Invisible Relationship Work, Part 1: Stakeholders and Power

How do you work productively with people who can change the direction of your work?

I find that, usually, designing the interface isn’t the hardest part of the job. The harder part is working with the people who can change, delay, redirect, or even cancel a project altogether.

  • A product manager can reshape priorities after talking with customers.
  • An engineering manager can uncover a technical constraint that changes what’s possible.
  • A senior leader can introduce a new business goal halfway through the project.

Every one of those conversations carries an uneven distribution of power. Someone else can change the scope, timeline, priorities, or even whether the project continues. That changes the relationship while not necessarily making it unhealthy.

Early in my career, I spent a lot of time trying to become better at persuasion. I wanted stronger arguments, better presentations, and cleaner prototypes. I assumed that if I explained my reasoning clearly enough, people would naturally arrive at the same conclusion. Sometimes they did. Many times they didn’t.

What frustrated me wasn’t simply disagreement. It was not understanding why someone I respected seemed to care about something that felt so obviously less important than the user problem in front of us.

Over time, I realized I had been asking the wrong question.

The question wasn’t, “How do I convince this stakeholder?”

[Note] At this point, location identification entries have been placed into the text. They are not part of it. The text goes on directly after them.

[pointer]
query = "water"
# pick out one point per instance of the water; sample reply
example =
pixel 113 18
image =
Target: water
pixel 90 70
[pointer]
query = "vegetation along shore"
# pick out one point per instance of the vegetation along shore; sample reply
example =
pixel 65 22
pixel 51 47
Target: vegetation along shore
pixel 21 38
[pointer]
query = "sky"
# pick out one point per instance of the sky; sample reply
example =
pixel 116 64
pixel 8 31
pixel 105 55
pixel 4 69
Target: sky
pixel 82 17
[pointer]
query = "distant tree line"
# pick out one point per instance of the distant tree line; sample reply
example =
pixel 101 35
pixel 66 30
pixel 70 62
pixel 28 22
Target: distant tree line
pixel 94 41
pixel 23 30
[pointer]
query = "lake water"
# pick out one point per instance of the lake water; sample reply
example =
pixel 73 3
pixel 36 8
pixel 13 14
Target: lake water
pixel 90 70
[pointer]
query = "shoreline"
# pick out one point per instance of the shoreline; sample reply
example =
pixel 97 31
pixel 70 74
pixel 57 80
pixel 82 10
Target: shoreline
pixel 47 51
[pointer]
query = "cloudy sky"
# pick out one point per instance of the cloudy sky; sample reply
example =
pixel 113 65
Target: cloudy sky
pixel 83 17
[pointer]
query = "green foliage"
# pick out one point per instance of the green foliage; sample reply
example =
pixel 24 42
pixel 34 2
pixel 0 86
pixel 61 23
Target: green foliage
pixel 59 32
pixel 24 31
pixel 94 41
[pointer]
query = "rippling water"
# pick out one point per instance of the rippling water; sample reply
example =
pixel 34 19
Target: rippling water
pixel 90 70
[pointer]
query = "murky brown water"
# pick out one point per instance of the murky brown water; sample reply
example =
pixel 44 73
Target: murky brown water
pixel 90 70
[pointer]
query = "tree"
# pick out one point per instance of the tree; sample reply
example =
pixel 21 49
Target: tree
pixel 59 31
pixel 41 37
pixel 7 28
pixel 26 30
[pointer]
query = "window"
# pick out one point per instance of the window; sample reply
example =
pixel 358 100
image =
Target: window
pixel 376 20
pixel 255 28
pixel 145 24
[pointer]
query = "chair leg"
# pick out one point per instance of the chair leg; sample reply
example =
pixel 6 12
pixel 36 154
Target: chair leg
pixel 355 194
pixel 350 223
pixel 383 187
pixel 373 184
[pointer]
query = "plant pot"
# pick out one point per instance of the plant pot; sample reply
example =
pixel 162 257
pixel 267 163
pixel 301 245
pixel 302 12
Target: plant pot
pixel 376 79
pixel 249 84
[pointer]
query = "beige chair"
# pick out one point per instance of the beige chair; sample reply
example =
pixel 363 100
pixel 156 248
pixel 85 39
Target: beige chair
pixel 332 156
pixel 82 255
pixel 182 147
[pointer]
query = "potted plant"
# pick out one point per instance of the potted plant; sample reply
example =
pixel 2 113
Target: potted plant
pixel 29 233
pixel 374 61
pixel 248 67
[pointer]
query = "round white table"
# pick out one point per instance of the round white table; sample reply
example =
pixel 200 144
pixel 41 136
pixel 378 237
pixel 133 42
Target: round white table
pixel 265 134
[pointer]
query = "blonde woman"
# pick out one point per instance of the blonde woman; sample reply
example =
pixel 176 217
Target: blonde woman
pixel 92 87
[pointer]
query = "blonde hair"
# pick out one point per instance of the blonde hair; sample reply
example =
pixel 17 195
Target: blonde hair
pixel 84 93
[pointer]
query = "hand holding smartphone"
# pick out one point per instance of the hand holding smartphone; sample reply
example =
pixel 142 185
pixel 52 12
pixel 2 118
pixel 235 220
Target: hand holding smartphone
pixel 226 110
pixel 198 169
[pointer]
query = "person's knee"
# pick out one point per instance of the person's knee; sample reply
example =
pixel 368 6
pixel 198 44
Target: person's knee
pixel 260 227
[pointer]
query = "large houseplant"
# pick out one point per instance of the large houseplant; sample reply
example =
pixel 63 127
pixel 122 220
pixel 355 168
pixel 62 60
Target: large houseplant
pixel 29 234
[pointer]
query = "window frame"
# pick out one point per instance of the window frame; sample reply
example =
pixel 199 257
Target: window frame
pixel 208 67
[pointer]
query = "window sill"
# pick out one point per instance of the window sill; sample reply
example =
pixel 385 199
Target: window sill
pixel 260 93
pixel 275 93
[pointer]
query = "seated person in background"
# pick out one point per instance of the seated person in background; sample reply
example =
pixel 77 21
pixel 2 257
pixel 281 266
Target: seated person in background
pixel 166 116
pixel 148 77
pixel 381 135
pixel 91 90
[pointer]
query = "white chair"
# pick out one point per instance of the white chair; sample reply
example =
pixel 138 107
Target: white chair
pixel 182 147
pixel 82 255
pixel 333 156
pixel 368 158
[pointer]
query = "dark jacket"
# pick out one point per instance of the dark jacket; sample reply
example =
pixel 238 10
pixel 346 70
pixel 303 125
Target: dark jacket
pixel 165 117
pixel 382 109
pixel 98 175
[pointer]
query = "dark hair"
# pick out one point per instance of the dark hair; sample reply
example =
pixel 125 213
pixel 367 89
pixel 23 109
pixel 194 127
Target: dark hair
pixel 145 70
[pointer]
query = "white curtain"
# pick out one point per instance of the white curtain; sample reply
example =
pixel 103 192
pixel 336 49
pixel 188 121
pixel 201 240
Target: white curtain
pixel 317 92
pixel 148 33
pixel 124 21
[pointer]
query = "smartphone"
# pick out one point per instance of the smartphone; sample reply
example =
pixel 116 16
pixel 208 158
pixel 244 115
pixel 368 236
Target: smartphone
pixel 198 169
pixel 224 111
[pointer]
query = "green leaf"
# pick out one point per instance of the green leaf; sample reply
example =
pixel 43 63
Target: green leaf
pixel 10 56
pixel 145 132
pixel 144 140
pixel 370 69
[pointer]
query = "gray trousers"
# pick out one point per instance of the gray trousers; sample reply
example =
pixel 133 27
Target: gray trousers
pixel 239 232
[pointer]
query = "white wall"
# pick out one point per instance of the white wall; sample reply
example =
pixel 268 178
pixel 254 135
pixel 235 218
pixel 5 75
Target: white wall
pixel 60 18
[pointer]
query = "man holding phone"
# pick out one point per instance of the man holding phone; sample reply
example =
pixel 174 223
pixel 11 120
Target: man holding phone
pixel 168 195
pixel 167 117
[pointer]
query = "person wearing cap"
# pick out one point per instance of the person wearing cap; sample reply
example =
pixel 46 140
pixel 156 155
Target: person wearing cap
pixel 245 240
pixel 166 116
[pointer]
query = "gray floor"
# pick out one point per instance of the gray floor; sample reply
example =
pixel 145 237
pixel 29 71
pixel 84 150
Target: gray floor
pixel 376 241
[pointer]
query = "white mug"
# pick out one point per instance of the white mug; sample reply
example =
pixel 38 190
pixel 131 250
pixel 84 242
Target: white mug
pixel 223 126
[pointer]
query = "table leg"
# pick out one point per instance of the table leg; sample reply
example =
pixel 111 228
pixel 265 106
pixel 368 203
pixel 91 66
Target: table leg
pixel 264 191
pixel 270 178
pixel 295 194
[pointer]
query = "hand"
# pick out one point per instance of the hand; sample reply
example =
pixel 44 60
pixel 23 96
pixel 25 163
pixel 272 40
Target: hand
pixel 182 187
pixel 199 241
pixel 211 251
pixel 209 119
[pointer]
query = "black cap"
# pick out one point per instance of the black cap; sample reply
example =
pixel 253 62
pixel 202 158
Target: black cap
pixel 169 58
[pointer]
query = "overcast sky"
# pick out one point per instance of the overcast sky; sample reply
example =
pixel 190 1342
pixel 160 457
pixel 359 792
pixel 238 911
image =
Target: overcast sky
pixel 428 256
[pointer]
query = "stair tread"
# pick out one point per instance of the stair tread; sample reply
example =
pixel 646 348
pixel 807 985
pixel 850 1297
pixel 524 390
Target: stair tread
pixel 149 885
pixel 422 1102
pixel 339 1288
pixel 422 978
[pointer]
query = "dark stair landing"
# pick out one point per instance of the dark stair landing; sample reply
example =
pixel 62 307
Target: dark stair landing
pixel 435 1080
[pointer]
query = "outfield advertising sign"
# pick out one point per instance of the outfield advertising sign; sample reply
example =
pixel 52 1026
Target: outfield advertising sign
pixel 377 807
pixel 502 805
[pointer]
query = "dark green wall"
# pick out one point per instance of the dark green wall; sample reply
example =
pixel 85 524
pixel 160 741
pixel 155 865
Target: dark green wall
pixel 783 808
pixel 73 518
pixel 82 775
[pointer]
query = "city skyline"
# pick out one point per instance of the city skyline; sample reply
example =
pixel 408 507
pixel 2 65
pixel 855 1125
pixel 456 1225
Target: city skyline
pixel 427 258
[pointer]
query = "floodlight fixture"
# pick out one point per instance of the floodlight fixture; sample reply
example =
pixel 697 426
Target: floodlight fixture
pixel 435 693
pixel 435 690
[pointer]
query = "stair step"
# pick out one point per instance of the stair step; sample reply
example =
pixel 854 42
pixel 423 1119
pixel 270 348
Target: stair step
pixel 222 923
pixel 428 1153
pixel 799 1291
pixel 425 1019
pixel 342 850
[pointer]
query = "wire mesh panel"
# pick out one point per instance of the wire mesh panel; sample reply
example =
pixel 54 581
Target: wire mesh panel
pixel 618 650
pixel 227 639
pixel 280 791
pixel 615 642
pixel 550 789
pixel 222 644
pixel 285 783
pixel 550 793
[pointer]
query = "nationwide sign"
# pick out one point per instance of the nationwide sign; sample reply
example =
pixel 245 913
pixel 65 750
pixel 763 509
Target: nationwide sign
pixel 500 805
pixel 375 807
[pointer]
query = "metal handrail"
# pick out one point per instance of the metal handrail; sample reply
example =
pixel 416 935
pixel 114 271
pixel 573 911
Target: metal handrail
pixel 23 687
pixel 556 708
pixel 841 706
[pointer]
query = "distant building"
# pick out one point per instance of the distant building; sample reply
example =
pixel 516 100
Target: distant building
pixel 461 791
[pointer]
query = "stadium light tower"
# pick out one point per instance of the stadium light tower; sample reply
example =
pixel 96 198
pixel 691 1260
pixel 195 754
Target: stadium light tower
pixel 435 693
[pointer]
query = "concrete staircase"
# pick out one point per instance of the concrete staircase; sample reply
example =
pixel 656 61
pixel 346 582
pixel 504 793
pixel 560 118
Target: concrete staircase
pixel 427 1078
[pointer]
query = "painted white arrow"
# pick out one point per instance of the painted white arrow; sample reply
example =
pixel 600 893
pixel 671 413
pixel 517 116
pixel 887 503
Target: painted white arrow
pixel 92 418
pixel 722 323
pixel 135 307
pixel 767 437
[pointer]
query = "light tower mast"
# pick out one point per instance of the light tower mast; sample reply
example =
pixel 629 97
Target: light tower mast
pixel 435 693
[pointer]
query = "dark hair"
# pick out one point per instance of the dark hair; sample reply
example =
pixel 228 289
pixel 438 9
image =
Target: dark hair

It was, “What am I failing to understand about the world they’re operating in?”

That shift changed almost every stakeholder relationship I’ve had since.

Power changes the relationship

One thing therapists and family counselors understand well is that relationships change when power is unequal.

Parents and children relate differently than siblings. Teachers relate differently than students. Managers relate differently than the people who report to them. The relationship itself changes what people notice, what they say out loud, and how they respond to uncertainty. The same thing happens at work.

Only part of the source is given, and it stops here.